Dr. Kinealy's most recent work is documented in the spring, 1998 issue of "History Ireland". She states that almost 4,000 vessels carried food from Ireland to the ports of Bristol, Glasgow, Liverpool and London during 1847, when 400,000 Irish men, women and children died of starvation and related diseases. The food was shipped under guard from the most famine-stricken parts of Ireland: Ballina, Ballyshannon, Bantry, Dingle, Killala, Kilrush, Limerick, Sligo, Tralee and Westport.

During the first nine months of "Black '47" the export of grain-derived alcohol from Ireland to England included the following: 874,170 gallons of porter, 278,658 gallons of Guinness, and 183,392 gallons of whiskey.

The total amount of grain-derived alcohol exported from Ireland in just nine months of Black'47 is 1,336,220 gallons!

A wide variety of commodities left Ireland during 1847, including peas, beans, onions, rabbits, salmon, oysters, herring, lard, honey, tongues, animal skins, rags, shoes, soap, glue and seed.

The most shocking export figures concern butter. Butter was shipped in firkins, each one holding nine gallons. In the first nine months of 1847, 56,557 firkins were exported from Ireland to Bristol, and 34,852 firkins were shipped to Liverpool. That works out to be 822,681 gallons of butter exported to England from Ireland during nine months of the worst year of "famine".

If the other three months of exports were at all comparable, then we can safely assume that a million gallons of butter left Ireland while 400,000 Irish people starved to death!

Dr. Kinealy's research proves beyond a reasonable doubt that there was sufficient food in Ireland to prevent mass starvation, and that the food was brought through the worst famine-stricken areas on its way to England. British regiments guarded the ports and warehouses in Ireland to guarantee absentee landlords and commodity speculators their "free market" profits.

When Ireland experienced an earlier famine in 1782-83, ports were closed in order to keep home grown food for domestic consumption. Food prices were immediately reduced within Ireland. The merchants lobbied against such efforts, but their protests were over-ridden. Everyone recognised that the interests of the merchants and the distressed people were irreconcilable. In the Great Famine, that recognition was disregarded.

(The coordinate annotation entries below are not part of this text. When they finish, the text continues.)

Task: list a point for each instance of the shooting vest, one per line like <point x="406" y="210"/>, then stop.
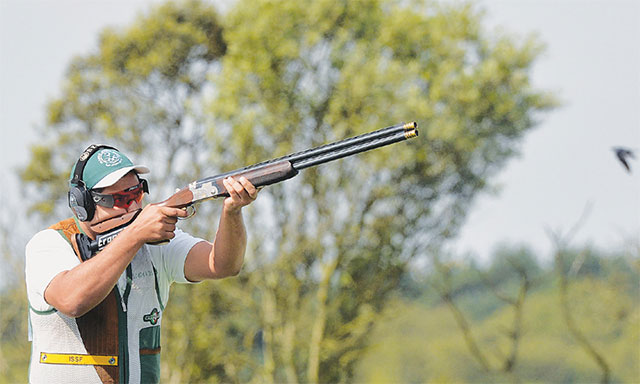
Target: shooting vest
<point x="118" y="341"/>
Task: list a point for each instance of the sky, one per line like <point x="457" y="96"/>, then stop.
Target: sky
<point x="566" y="164"/>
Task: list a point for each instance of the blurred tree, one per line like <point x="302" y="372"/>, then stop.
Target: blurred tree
<point x="14" y="348"/>
<point x="140" y="91"/>
<point x="420" y="341"/>
<point x="328" y="247"/>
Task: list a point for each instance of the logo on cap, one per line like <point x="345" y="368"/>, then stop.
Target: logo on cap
<point x="109" y="158"/>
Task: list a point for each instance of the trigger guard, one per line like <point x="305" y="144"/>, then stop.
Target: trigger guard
<point x="191" y="210"/>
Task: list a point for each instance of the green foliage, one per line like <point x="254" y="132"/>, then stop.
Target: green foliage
<point x="415" y="341"/>
<point x="333" y="243"/>
<point x="181" y="91"/>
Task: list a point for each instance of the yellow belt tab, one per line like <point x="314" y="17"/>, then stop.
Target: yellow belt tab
<point x="65" y="358"/>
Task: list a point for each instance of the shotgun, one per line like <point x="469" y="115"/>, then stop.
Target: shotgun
<point x="260" y="175"/>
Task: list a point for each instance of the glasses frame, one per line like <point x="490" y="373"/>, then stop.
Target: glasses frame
<point x="108" y="200"/>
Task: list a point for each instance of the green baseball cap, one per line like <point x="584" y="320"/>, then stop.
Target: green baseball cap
<point x="105" y="167"/>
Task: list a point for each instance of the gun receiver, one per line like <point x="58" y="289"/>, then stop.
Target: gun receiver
<point x="260" y="175"/>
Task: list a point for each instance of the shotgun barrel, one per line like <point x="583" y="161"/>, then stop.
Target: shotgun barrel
<point x="261" y="174"/>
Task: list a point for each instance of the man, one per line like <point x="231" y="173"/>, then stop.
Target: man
<point x="99" y="320"/>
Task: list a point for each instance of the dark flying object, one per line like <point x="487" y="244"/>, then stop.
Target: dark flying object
<point x="624" y="154"/>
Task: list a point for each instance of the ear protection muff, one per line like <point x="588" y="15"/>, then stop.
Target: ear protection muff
<point x="80" y="199"/>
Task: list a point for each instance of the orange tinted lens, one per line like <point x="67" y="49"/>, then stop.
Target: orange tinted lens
<point x="126" y="198"/>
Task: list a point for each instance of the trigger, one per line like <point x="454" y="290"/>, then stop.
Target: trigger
<point x="191" y="210"/>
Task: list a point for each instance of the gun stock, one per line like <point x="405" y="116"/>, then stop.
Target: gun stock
<point x="263" y="174"/>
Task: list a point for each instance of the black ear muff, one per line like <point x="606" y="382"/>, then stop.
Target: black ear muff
<point x="80" y="199"/>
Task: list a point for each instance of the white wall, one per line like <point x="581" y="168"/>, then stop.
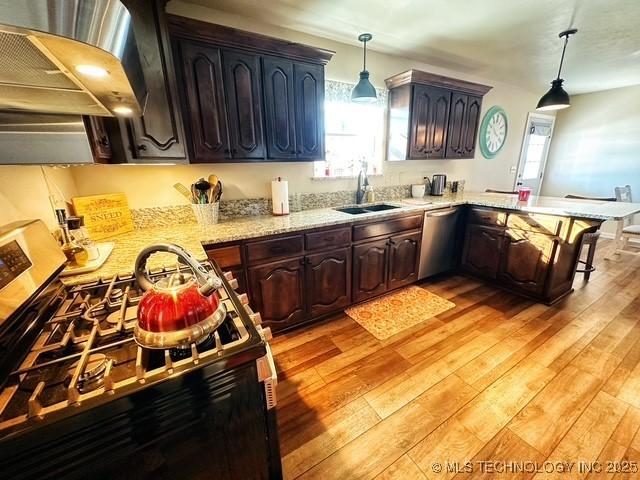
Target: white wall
<point x="151" y="185"/>
<point x="147" y="185"/>
<point x="596" y="146"/>
<point x="24" y="194"/>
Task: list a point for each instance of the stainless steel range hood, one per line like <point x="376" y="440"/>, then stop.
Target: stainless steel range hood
<point x="69" y="57"/>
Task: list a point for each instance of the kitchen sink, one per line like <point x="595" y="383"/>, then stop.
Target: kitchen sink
<point x="368" y="209"/>
<point x="352" y="210"/>
<point x="380" y="207"/>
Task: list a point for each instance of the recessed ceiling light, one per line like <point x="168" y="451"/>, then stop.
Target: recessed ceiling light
<point x="91" y="70"/>
<point x="122" y="110"/>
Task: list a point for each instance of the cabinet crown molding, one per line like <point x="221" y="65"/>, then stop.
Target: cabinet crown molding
<point x="242" y="40"/>
<point x="434" y="80"/>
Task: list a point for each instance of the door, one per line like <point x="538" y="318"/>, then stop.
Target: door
<point x="526" y="259"/>
<point x="429" y="119"/>
<point x="535" y="149"/>
<point x="482" y="249"/>
<point x="159" y="133"/>
<point x="309" y="103"/>
<point x="277" y="292"/>
<point x="471" y="122"/>
<point x="243" y="93"/>
<point x="279" y="108"/>
<point x="370" y="262"/>
<point x="404" y="256"/>
<point x="456" y="130"/>
<point x="202" y="72"/>
<point x="328" y="281"/>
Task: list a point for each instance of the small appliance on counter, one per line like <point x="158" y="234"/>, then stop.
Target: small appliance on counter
<point x="437" y="185"/>
<point x="280" y="196"/>
<point x="97" y="382"/>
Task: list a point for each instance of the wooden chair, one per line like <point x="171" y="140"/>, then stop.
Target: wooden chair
<point x="589" y="240"/>
<point x="627" y="230"/>
<point x="489" y="190"/>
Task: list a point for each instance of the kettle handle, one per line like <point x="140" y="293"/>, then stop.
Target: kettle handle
<point x="208" y="282"/>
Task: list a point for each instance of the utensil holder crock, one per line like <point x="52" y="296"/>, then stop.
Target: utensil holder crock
<point x="206" y="213"/>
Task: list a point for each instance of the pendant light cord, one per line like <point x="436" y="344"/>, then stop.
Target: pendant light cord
<point x="365" y="56"/>
<point x="566" y="40"/>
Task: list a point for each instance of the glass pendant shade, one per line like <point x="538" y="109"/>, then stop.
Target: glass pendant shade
<point x="555" y="99"/>
<point x="364" y="92"/>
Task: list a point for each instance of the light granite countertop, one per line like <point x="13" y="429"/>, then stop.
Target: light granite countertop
<point x="192" y="237"/>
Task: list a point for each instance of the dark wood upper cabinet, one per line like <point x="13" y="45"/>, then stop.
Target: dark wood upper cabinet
<point x="205" y="109"/>
<point x="431" y="116"/>
<point x="279" y="108"/>
<point x="242" y="84"/>
<point x="404" y="257"/>
<point x="328" y="281"/>
<point x="159" y="134"/>
<point x="273" y="94"/>
<point x="309" y="97"/>
<point x="429" y="122"/>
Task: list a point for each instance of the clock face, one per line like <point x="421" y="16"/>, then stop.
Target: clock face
<point x="493" y="132"/>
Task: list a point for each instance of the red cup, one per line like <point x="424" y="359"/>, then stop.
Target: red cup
<point x="523" y="194"/>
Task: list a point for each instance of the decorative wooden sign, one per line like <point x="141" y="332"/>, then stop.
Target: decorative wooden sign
<point x="104" y="215"/>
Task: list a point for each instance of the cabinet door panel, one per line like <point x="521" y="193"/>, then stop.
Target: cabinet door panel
<point x="482" y="250"/>
<point x="526" y="259"/>
<point x="429" y="119"/>
<point x="471" y="122"/>
<point x="277" y="292"/>
<point x="328" y="281"/>
<point x="309" y="100"/>
<point x="159" y="132"/>
<point x="202" y="69"/>
<point x="242" y="86"/>
<point x="456" y="130"/>
<point x="370" y="269"/>
<point x="404" y="256"/>
<point x="279" y="104"/>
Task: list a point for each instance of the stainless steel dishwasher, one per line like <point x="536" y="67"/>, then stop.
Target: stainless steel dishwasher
<point x="439" y="241"/>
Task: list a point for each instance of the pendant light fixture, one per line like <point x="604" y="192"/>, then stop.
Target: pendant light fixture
<point x="557" y="98"/>
<point x="364" y="92"/>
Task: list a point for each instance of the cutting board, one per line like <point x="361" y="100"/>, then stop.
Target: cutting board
<point x="104" y="215"/>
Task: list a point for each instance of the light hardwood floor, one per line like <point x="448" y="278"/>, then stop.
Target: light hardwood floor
<point x="497" y="378"/>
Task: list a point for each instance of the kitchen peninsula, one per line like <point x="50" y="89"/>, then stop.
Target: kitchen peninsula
<point x="530" y="248"/>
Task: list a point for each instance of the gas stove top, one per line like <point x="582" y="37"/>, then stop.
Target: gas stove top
<point x="85" y="352"/>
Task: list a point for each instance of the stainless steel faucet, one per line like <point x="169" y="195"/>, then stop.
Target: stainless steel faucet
<point x="363" y="183"/>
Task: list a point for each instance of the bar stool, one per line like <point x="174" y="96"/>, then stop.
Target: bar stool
<point x="589" y="240"/>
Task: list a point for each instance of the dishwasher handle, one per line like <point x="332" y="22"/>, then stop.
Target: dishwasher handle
<point x="441" y="213"/>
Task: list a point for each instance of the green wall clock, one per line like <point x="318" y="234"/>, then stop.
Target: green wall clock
<point x="493" y="132"/>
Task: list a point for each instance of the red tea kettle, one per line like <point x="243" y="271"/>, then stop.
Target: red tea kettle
<point x="180" y="309"/>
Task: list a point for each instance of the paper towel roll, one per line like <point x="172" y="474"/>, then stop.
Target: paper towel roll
<point x="280" y="196"/>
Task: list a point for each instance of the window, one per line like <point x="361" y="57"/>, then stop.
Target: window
<point x="353" y="133"/>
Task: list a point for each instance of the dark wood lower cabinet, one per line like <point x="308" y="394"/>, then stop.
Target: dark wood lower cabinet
<point x="404" y="256"/>
<point x="526" y="260"/>
<point x="328" y="281"/>
<point x="370" y="266"/>
<point x="278" y="292"/>
<point x="482" y="250"/>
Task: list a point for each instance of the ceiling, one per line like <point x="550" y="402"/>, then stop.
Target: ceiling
<point x="512" y="41"/>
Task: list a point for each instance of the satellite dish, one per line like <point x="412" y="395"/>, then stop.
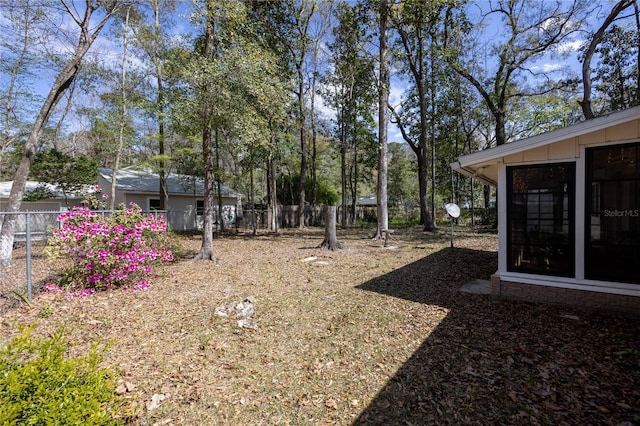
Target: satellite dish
<point x="453" y="210"/>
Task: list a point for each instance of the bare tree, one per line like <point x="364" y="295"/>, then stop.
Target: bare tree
<point x="585" y="103"/>
<point x="330" y="241"/>
<point x="88" y="32"/>
<point x="383" y="120"/>
<point x="532" y="29"/>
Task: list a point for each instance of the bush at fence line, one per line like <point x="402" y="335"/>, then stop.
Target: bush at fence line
<point x="40" y="385"/>
<point x="108" y="251"/>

Now read the poetry of famine.                                                                                                       

Readers should note that the above is mostly extracted from educational websites produced by countries bound by law to teach "genocide studies". History is often more opinion than science. While most historians agree that between 1845 and 1850, one million Irish starved to death, the question of whether Ireland was a net exporter of food is contested. Ed.